Crédito rural em áreas de risco ambiental soma R$ 92,4 bi desde 2019

As operações de crédito rural público em áreas com alerta de desmatamento acumulam, desde 2019, 831 mil contratos e R$ 92,4 bilhões em volume financiado, segundo dados do novo Monitor do Crédito Rural do MapBiomas.

De acordo com o estudo, mais de 400 instituições financeiras oferecem crédito rural no Brasil, mas 60% do volume de recursos estão concentrados em apenas cinco delas: Banco do Brasil, Banco do Nordeste, Banco da Amazônia, Sicredi e Banrisul.

Em número de operações, o Banco do Nordeste concentrou 56% do total entre 2019 e 2025 (somando 6,67 milhões de contratos). Já em valor total desembolsado nesses sete anos, o Banco do Brasil lidera o ranking com R$ 306 bilhões.

O levantamento revela ainda que mais de 68% das operações contratadas são de investimento e cerca de 58% estão ligadas a atividades pecuárias — sendo 23% voltadas à aquisição de animais e cerca de 27% destinadas ao financiamento de atividades envolvendo bovinos.

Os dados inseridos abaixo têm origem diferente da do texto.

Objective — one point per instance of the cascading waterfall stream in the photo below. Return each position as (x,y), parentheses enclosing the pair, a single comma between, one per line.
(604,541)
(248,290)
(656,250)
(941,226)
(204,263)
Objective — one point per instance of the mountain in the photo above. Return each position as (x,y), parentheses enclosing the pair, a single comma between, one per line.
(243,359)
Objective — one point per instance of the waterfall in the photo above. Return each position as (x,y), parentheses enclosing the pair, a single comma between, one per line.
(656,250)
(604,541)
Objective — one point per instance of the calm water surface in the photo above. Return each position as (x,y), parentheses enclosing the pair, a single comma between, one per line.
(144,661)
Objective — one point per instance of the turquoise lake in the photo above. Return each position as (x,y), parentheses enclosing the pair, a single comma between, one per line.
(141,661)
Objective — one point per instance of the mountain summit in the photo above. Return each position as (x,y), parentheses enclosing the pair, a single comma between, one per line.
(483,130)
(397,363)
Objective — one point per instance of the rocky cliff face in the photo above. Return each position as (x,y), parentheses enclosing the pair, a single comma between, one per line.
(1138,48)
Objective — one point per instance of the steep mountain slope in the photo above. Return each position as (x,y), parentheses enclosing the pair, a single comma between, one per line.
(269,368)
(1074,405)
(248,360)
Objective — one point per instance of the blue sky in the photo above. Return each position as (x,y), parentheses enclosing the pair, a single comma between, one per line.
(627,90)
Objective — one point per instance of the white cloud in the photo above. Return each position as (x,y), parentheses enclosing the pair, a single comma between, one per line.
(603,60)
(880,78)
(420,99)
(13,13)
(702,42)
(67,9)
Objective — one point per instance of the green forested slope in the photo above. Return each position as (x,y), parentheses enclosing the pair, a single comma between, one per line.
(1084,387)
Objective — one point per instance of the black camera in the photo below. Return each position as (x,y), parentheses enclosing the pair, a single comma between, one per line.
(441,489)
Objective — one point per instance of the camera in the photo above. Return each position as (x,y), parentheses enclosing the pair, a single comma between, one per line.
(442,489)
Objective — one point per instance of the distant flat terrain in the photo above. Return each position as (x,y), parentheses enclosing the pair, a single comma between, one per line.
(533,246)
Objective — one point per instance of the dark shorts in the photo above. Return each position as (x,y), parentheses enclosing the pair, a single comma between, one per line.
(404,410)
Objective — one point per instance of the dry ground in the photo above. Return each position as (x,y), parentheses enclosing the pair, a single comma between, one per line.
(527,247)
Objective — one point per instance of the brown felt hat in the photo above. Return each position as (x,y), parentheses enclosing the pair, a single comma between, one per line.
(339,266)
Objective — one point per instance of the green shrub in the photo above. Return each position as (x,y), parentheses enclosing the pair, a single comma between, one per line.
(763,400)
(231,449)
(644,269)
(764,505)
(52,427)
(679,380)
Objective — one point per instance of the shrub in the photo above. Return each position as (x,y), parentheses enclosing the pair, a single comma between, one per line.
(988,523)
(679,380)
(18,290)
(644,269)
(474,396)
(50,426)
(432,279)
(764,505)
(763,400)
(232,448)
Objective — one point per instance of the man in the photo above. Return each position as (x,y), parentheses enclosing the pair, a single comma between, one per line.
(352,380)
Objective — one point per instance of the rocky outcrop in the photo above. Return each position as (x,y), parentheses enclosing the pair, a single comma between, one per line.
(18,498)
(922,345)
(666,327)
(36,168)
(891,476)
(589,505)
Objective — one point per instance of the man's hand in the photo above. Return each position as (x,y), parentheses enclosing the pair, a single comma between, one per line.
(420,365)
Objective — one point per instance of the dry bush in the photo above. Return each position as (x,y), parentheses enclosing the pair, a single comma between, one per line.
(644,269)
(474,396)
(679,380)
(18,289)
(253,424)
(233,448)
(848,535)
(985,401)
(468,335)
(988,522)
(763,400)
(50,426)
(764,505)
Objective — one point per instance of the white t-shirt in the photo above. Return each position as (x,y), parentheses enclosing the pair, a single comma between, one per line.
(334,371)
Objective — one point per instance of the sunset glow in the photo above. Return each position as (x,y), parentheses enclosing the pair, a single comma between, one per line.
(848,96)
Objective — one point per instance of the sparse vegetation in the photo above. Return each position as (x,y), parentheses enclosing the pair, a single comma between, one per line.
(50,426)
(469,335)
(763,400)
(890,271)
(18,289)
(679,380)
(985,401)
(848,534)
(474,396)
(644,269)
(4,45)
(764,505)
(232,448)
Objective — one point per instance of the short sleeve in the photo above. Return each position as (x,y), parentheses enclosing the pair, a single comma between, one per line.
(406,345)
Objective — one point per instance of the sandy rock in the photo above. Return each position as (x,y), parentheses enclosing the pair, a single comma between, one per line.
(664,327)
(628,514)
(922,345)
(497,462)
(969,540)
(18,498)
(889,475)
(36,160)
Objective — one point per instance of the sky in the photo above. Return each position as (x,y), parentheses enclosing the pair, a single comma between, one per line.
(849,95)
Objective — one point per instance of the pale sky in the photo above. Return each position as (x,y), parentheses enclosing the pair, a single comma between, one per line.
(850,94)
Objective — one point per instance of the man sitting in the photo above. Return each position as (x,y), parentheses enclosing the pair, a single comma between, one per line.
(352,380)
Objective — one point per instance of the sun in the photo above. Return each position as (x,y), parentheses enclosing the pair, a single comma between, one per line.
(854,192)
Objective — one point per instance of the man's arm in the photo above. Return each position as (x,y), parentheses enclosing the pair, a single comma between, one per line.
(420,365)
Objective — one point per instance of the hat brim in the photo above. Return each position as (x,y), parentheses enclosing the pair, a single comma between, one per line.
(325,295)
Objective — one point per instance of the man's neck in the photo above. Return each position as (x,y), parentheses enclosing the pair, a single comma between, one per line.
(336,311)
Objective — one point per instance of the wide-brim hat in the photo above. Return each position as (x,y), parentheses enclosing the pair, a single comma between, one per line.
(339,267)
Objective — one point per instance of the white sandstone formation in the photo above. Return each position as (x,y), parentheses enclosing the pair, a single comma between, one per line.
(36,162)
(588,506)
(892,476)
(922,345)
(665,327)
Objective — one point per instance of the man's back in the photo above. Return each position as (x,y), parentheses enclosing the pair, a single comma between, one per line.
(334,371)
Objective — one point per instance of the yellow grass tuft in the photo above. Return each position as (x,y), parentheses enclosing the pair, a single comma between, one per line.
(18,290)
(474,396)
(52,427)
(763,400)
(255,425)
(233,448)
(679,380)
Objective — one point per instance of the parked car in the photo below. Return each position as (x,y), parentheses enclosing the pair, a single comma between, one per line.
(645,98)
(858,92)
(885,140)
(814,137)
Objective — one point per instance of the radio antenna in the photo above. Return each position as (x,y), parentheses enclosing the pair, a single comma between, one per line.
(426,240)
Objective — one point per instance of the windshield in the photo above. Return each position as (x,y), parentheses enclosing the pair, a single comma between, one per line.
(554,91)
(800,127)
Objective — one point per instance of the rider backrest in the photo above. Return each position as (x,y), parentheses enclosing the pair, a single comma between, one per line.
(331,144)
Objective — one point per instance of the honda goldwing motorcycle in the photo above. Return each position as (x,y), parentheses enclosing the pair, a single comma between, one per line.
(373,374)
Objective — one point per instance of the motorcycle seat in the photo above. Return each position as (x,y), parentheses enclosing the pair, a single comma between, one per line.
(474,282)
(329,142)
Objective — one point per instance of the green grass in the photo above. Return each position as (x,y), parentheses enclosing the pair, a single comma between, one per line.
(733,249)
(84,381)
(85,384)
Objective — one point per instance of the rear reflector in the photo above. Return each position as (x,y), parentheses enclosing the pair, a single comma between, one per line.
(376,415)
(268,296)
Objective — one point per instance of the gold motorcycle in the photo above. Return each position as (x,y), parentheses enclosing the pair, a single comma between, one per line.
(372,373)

A mesma concentração se repete em transações realizadas em áreas de sobreposição a camadas socioambientais, que incluem locais com alertas de desmatamento, embargos ambientais, florestas públicas tipo B (áreas formalmente arrecadadas pelo poder público, mas sem destinação específica), terras indígenas, unidades de conservação e quilombolas.

Nesses locais protegidos ou sob restrição, 63% das operações foram concedidas pelo Banco do Nordeste. Já em volume financeiro, o Banco do Brasil concentra 33% do total de crédito disponibilizado.

Os dados são do MapBiomas Alerta, sistema que identifica alertas de desmatamento e degradação da vegetação nativa em todos os biomas do país e cruza os dados com informações das plataformas de operação de crédito rural público.

Entre os estados, o Piauí lidera em volume de operações com algum tipo de sobreposição a camadas socioambientais, registrando 336 mil contratos entre 2019 e 2025. Já no critério de volume total de crédito liberado nessas áreas, o Tocantins lidera com R$ 13,9 bilhões, seguido por Mato Grosso (R$ 13,3 bilhões) e Rondônia (R$ 13 bilhões).